Saturday
Aug212021

Outdoor Worship - August 2021

The beginning of in-person worship!
Next outdoor service:  September 5th.
Monday
Aug092021

You're Invited

Jesus invites us to a meal. It is an extraordinary invitation to do an ordinary thing: form bonds of love and community through shared food and drink. Like Wisdom inviting us to the feast of insight (Prov. 9:1-6), Jesus’ invitation to share in the meal of his body and blood teaches us about the breadth and depth of God’s love and about God’s desire for us to abide in that love (John 6:56).
 

Jesus’ audience asks a reasonable question: “How can this man give us his flesh to eat?” (John 6:52). Jesus’ answer doesn’t really address the question; instead, he reiterates that he is the true bread from heaven, the true source of eternal life. This must have been off-putting to his listeners. Eat flesh? Drink blood?
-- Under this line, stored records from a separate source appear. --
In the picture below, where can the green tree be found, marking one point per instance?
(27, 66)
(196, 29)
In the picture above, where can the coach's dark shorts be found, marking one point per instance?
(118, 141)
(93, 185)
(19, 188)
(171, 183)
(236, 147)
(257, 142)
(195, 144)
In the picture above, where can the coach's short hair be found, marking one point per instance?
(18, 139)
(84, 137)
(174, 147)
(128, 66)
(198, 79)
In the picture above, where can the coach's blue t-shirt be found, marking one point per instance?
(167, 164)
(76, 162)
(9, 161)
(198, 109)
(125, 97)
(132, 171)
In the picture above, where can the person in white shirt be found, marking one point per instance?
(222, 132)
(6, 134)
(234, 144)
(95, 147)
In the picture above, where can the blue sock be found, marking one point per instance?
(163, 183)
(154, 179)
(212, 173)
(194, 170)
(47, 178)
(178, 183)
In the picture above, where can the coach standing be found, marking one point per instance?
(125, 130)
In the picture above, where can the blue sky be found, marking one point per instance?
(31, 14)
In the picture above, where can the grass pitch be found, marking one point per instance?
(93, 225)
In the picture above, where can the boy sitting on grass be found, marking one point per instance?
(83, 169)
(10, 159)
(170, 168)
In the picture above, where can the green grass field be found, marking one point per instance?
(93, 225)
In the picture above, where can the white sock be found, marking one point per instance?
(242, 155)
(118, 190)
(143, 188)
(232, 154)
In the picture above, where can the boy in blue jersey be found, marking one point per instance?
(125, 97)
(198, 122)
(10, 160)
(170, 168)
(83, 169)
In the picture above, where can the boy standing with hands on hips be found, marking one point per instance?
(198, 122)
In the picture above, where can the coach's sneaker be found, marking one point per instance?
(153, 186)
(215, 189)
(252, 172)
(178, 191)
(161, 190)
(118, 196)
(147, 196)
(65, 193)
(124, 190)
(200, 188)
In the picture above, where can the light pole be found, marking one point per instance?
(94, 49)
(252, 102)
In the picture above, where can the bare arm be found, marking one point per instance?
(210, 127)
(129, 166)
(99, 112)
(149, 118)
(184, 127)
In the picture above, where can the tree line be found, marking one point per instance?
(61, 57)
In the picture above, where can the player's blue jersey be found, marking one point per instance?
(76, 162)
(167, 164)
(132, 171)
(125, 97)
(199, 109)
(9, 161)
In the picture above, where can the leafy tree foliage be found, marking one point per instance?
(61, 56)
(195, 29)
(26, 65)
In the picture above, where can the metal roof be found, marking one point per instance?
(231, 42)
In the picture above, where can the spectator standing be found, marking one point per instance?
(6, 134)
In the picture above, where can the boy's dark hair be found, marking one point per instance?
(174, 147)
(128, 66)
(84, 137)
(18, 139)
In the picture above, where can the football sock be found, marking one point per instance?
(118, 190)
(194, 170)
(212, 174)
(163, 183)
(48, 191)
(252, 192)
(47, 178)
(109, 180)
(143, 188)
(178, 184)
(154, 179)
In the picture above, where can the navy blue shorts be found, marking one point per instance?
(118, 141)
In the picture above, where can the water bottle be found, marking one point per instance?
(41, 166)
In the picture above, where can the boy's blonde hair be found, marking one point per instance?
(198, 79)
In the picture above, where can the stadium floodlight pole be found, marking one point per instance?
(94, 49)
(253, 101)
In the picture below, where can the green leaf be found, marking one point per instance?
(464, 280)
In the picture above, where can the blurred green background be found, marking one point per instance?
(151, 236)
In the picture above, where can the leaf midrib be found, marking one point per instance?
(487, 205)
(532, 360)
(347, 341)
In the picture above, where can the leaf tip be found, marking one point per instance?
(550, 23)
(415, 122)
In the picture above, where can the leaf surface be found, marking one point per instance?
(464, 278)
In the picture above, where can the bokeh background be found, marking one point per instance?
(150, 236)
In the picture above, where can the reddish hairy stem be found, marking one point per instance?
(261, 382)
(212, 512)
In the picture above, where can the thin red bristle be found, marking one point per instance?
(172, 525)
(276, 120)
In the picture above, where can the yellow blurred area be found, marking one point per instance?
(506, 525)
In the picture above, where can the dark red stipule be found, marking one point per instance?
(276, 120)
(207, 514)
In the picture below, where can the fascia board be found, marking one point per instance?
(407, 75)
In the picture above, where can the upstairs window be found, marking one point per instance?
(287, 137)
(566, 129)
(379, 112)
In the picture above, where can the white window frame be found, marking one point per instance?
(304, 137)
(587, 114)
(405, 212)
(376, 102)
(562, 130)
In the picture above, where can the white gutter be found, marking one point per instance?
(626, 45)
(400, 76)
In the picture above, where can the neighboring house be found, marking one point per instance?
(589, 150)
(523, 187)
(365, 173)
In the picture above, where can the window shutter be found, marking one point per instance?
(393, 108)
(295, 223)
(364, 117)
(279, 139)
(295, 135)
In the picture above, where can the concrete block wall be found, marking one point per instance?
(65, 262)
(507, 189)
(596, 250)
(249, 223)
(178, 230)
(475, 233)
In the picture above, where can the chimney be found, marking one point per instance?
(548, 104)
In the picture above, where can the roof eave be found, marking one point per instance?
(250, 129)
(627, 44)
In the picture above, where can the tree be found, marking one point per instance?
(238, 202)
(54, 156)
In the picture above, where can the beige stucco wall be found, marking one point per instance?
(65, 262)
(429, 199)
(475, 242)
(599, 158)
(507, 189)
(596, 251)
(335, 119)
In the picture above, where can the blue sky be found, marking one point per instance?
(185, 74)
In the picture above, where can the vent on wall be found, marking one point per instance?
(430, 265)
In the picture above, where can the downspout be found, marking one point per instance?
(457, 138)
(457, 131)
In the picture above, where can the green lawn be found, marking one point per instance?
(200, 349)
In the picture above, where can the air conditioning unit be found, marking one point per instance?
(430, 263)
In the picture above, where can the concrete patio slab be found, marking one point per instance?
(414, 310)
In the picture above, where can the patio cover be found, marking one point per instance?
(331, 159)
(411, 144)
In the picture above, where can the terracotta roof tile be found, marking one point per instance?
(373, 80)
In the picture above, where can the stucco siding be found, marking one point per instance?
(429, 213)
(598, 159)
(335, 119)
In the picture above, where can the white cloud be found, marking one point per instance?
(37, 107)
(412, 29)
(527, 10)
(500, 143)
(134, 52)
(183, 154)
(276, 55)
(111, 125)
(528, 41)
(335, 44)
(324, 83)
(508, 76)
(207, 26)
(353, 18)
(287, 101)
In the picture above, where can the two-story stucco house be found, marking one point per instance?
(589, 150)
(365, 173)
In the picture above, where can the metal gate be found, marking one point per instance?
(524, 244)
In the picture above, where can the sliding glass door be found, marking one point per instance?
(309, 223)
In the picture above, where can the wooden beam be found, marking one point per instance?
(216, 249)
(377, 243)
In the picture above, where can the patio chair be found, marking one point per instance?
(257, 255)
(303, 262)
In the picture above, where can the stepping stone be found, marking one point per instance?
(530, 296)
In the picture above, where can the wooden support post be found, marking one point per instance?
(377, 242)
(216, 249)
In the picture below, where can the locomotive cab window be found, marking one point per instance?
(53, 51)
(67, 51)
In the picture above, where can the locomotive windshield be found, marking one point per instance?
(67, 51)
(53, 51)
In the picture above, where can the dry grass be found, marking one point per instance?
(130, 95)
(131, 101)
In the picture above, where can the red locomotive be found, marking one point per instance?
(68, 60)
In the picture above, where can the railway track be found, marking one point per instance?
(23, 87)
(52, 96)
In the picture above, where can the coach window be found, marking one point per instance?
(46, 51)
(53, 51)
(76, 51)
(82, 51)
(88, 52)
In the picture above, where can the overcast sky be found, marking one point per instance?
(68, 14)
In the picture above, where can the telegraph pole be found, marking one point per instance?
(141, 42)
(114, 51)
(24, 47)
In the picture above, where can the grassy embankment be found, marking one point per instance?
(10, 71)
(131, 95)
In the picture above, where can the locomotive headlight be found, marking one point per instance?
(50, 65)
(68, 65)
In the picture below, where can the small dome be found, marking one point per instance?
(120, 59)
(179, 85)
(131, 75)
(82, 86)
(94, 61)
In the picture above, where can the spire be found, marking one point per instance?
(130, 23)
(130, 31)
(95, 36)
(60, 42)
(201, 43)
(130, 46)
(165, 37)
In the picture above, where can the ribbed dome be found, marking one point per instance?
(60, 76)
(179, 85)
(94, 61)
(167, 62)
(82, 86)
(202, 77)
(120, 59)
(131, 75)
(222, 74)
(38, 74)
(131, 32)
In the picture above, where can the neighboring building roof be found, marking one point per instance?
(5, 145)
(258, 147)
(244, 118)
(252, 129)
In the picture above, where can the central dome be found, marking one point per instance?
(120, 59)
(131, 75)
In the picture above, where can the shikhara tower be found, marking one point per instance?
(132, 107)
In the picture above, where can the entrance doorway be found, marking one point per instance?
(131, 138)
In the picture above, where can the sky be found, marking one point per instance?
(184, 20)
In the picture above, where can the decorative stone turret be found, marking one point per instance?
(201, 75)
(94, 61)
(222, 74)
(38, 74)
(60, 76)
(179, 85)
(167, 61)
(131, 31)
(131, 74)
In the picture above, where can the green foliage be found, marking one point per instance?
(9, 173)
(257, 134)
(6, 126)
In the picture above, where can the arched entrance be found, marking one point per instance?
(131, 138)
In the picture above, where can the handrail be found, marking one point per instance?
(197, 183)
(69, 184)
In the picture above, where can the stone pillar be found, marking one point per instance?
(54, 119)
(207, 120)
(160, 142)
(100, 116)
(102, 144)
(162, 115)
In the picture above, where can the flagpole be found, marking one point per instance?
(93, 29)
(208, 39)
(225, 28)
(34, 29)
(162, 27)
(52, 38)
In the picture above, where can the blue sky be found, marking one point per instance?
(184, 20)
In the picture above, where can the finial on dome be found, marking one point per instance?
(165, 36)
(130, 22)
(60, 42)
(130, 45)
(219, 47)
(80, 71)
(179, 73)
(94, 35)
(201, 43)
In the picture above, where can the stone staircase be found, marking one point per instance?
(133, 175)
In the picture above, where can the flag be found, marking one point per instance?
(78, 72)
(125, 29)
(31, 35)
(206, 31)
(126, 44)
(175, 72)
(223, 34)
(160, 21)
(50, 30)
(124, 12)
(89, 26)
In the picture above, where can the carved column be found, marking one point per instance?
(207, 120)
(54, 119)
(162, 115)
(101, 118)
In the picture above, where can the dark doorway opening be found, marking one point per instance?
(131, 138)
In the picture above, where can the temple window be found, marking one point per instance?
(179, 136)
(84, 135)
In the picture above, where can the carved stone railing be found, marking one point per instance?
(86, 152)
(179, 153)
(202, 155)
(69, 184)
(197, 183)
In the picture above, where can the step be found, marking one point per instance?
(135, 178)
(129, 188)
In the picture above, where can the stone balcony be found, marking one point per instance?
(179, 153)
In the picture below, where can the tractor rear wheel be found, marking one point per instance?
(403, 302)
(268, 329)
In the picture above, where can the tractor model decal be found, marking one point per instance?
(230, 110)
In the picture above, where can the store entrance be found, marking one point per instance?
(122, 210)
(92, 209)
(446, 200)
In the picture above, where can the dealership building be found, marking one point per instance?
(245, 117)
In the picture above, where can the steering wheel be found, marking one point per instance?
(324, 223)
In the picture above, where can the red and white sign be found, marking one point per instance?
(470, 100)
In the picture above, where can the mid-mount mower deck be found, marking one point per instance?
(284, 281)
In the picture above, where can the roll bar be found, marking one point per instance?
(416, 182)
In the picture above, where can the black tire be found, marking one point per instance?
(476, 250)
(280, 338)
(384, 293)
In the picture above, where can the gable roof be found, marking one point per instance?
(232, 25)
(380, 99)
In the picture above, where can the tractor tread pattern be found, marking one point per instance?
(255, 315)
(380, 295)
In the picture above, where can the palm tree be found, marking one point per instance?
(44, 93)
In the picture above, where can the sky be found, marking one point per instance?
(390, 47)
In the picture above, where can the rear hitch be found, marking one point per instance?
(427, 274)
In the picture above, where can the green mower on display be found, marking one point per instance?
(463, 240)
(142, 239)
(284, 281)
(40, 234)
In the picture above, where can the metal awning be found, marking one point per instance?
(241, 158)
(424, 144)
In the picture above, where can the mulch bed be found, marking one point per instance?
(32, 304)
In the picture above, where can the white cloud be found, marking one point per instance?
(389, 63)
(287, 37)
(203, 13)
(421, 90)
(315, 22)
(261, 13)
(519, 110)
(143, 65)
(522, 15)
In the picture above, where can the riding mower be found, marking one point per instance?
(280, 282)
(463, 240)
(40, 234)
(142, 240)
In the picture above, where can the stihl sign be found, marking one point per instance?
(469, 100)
And yet, here we find a profoundly grace-filled invitation—abide in me—and a promise: through this meal I abide in you. We are invited to not only join Jesus at the table, but to be at home in the love of God, knowing that Christ makes his home in our hearts and lives too. So come: eat, and get to know God.

From Sundays and Seasons

Saturday
Jul312021

From Rumbling Tummies to Living Bread

In the Old Testament we hear the stories of "manna from heaven" to feed the hungry Israelites.  In the New Testament we hear of Jesus feeding thousands from 5 fish and 2 loaves of bread. After filling the immediate need for food, Jesus says, "I am the bread of life."  This move us from rumbling tummies to a refocusing on the blessings poured out and the primary benefactor. We see the gifts of God, which come in a variety of ways: physical nourishment, roles and talents lifted up in community, new life given now and into the ages of ages.
 
We find that the gifts are responses to various actions—complaining, building for the future, longing for signs of promise and hope. Yet each of these actions and the gifts mean little if we are not able to see the one who is the giver and to recognize that the gifts are not merely about what we can do to get them or what signs are needed to prove them; rather, it is about trust in God, who is the source of life and living—the one who provides the true bread from heaven.
 
Our role in this story is to tell the history of God’s giving, similar to the psalmist. It is to open our eyes to the way the bread of heaven is sustaining us today, physically and spiritually. And as a community living in God’s promise, we look to the one God sends to us as the bread of life. In many early Hebrew and Greek writings, the stomach was a driving force and a place where hope and faith were lodged. The readings point us to see how a longing for food opens a greater dwelling place for the gifts of faith and promise. From our physical depths we are called to experience a greater spiritual reality.
- adapted from Sundays and Seasons
Saturday
Jul172021

Bless your eyes

May God who comes to us in the things of this world, bless your eyes and be in your seeing. 
May Christ who looks upon you with deepest love, bless your eyes and widen your gaze. 
May the Spirit who perceives what is and what yet may be, bless your eyes and sharpen your vision. 
May the sacred three bless your eyes and cause you to always see.  AMEN

Sunday
Jul042021

Fill me Lord

I offer myself to you, loving God.
May your will be my guide. 
May your love be the pattern of my life. 
May your way be my hope. 
May your path be my help. 
I surrender to you my hopes, my dreams, my goals, my ambitions. 
I place them all into your loving care: including my family, my friends, my life and my future,
my fears, my sorrows, my sense of loss, my pain and numbness, my sadness and all my hurt. 
Fill me, God, here and now with the sense of your presence and a sense of your empowering spirit. 
Renew my faith and rebirth my spirit so that I may live with hope and confidence this day and every day.